The authors validate the approach on a comprehensive dataset from three Florida freeways (I‑4, I‑75, I‑95) covering four years (2019‑2022). The dataset includes 21,236 recorded crashes, high‑resolution microwave vehicle detection system (MVDS) traffic data aggregated to 5‑minute intervals, weather observations from nearby stations, and detailed road‑geometry attributes for 1,278 roadway segments. Secondary crashes are identified using a speed‑contour‑plot method that compares segment speeds before/after a primary crash with speeds on crash‑free days, applying a statistical threshold (0.25 × standard deviation) to isolate congestion caused by the crash.

Experimental results demonstrate that the hybrid framework correctly identifies 91 % of secondary crashes while maintaining a low false‑alarm rate of 0.20. The Area Under the ROC Curve (AUC) for the combined hybrid model reaches 0.952, substantially outperforming the individual sub‑models, whose AUCs are 0.654, 0.744, and 0.902 respectively. Accuracy, precision, recall, and F1‑score also show marked improvements over prior studies that relied on post‑crash features.
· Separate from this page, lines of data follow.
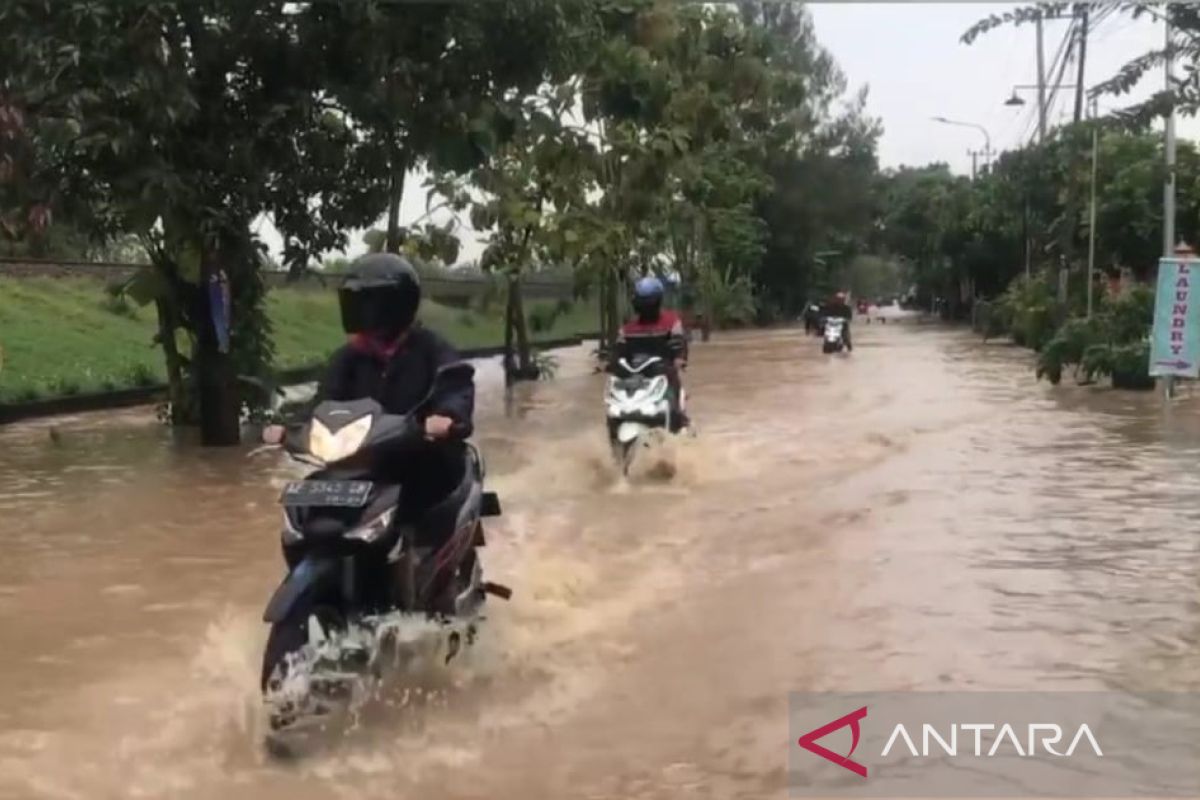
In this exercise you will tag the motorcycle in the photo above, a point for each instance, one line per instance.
(834, 335)
(639, 401)
(352, 566)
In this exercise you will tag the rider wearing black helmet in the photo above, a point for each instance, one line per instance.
(655, 331)
(393, 359)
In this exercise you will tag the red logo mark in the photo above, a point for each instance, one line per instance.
(809, 741)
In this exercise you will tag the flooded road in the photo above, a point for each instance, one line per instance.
(919, 515)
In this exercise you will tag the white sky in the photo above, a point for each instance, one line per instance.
(910, 56)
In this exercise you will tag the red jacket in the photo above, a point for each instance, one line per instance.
(664, 337)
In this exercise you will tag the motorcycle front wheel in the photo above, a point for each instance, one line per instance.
(291, 635)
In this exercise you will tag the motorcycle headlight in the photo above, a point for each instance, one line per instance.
(291, 535)
(373, 529)
(330, 446)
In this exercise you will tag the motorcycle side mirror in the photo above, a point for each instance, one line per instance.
(454, 373)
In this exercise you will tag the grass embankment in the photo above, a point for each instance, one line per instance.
(61, 337)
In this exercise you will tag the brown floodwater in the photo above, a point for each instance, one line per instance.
(918, 515)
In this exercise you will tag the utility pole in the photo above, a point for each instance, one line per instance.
(1083, 59)
(975, 161)
(1091, 214)
(1042, 84)
(1029, 240)
(1169, 181)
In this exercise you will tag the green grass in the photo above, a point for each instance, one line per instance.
(63, 337)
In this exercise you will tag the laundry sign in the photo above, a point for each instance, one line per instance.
(1175, 338)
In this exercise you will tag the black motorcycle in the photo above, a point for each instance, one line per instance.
(349, 560)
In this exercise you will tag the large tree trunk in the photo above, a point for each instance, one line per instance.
(395, 197)
(216, 382)
(177, 390)
(525, 353)
(611, 311)
(509, 325)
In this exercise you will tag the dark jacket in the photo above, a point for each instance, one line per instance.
(400, 382)
(838, 310)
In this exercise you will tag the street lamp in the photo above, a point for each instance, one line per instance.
(987, 138)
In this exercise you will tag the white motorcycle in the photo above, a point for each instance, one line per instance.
(639, 401)
(834, 335)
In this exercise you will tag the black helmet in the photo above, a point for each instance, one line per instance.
(379, 295)
(648, 298)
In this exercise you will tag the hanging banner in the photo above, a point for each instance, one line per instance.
(219, 304)
(1175, 338)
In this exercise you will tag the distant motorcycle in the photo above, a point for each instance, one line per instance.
(637, 402)
(834, 335)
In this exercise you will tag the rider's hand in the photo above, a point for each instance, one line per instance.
(274, 434)
(437, 427)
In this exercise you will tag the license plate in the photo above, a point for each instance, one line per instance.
(352, 494)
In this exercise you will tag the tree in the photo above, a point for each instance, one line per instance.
(183, 122)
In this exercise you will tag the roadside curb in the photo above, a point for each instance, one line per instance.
(147, 395)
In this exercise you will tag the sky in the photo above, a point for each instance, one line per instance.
(910, 56)
(911, 59)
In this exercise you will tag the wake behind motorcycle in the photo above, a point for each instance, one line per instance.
(637, 402)
(357, 561)
(833, 337)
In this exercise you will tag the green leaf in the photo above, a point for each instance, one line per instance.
(145, 286)
(190, 265)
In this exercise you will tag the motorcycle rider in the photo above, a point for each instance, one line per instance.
(655, 331)
(838, 306)
(393, 359)
(811, 318)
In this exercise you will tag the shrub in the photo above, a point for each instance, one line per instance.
(543, 318)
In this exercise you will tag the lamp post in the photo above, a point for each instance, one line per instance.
(987, 149)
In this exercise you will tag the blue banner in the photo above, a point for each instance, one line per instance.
(219, 304)
(1175, 338)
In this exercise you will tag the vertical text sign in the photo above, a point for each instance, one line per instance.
(1175, 340)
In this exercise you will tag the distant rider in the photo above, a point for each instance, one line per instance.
(811, 318)
(393, 359)
(655, 331)
(839, 307)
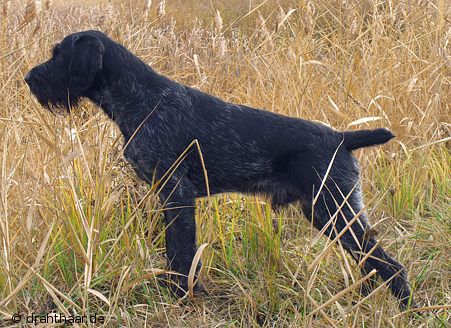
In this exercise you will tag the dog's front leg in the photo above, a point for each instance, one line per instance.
(178, 199)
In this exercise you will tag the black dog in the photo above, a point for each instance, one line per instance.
(243, 149)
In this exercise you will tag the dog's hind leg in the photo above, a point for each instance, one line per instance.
(335, 215)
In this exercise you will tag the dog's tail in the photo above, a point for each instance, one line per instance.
(365, 138)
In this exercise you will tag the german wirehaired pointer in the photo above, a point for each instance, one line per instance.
(242, 149)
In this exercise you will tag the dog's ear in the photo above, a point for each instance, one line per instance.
(86, 62)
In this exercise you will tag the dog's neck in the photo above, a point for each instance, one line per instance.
(127, 95)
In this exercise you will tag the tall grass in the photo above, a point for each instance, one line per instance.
(80, 234)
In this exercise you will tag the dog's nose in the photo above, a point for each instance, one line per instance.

The discussion acknowledges limitations: the validation is confined to Florida, so geographic generalization remains to be tested; real‑time deployment would require addressing data latency, sensor failures, and system integration challenges; and additional features such as vehicle class or real‑time incident reports could further enhance performance. Nonetheless, the study provides a concrete, implementable solution for proactive traffic safety management, enabling traffic operators to issue early warnings or deploy mitigation strategies (e.g., dynamic lane control, variable speed limits) before secondary crashes materialize. The authors conclude that excluding post‑crash information and leveraging a multi‑model, multi‑algorithm ensemble yields a highly accurate, low‑false‑alarm secondary‑crash likelihood predictor suitable for integration into modern active traffic management systems.